Irgendwie in den falschen Hals gekriegt hat der Venezuela-Korrespondent der britischen Tageszeitung The Guardian, Rory Carroll, das Vorgehen des venezolanischen Präsidenten Hugo Chavez gegen den deutschen Show-Anatom Gunther von Hagens. Dessen Reiseausstellung "Körperwelten", in der mit Hilfe des Verfahrens der Plastination zu Einzelorgan- und Ganzkörperexponaten aufbereitete Leichen vorgeführt werden, wurde kurz nach ihrer Eröffnung in Caracas auf Betreiben des Präsidenten geschlossen. Für ihn sei die "makabre" Zurschaustellung verstorbener menschlicher Körper ein "klares Zeichen für den riesigen moralischen Verfall, der unsere Erde heimsucht" (The Guardian, 10.03.2009), so Chavez in seiner sonntäglichen Fernsehansprache. Er schloß sich zudem jenen Kritikern von Hagens' an, die den von ihm beanspruchten künstlerischen und wissenschaftlichen Wert der Ausstellung als ihrem voyeuristischen Charakter gegenüber für vernachlässigenswert halten.

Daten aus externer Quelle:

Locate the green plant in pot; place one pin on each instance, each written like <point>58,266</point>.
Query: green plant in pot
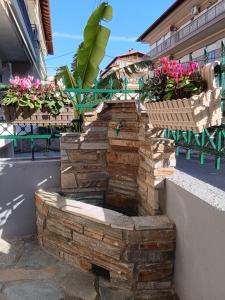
<point>26,95</point>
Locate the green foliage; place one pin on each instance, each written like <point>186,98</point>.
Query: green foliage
<point>64,74</point>
<point>48,98</point>
<point>92,50</point>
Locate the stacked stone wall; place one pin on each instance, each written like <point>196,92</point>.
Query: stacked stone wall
<point>137,252</point>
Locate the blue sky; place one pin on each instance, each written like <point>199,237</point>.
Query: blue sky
<point>130,19</point>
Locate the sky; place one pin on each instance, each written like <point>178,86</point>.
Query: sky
<point>130,19</point>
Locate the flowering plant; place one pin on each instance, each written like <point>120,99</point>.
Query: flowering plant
<point>30,93</point>
<point>174,81</point>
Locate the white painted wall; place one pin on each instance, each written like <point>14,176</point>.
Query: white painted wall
<point>198,210</point>
<point>19,179</point>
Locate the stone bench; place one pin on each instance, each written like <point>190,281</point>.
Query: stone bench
<point>135,252</point>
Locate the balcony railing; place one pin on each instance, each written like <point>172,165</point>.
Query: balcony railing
<point>189,29</point>
<point>26,19</point>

Wieso Guardian-Korrespondent Carroll diesen Vorgang in eine Reihe mit Enteignungsmaßnahmen stellt, mit denen Chavez die bolivarische Revolution vorantreibt, weiß nur er allein. Dabei gäbe es zahlreiche Gründe, die jenseits der moralischen Abscheu über die "Enthüllung der Körper", so der englische Titel ("Bodies Revealed") der Ausstellung, bis auf ihre zerfaserten Gewebe und ausgeweideten Organe hinaus Anlaß dafür geben, diese Form der Menschenvorführung abzulehnen.

Der Versuch des Anatomen, aus einer morbiden Jahrmarktsattraktion den Anspruch auf Aufklärung des Menschen über die Beschaffenheit seiner Physis und die Endlichkeit seiner Existenz abzuleiten, sollte keinesfalls unwidersprochen bleiben. So schafft das mit dem Gestus des Niederreißens letzter Tabus als fortschrittlich larvierte, dabei in seinem künstlerischen Anspruch höchst einfallslose Memento mori wertvolle Legitimation für die Verwertung des menschlichen Körpers als Rohstoff der Biomedizin. Hagens Vorhaben, das Publikum in seinen Ausstellungen zur "Objektivierung des menschlichen Körpers" zu erziehen, verharmlost nicht nur die Ersatzteilmentalität der Transplantationsmedizin und fördert die Verwertung menschlicher Gewebe für die Herstellung von Medikamenten und Kosmetika, sondern erzieht zu einer Distanzierung von der menschlichen Physis, die jeglicher Form fremdnütziger Ausbeutung Vorschub leistet.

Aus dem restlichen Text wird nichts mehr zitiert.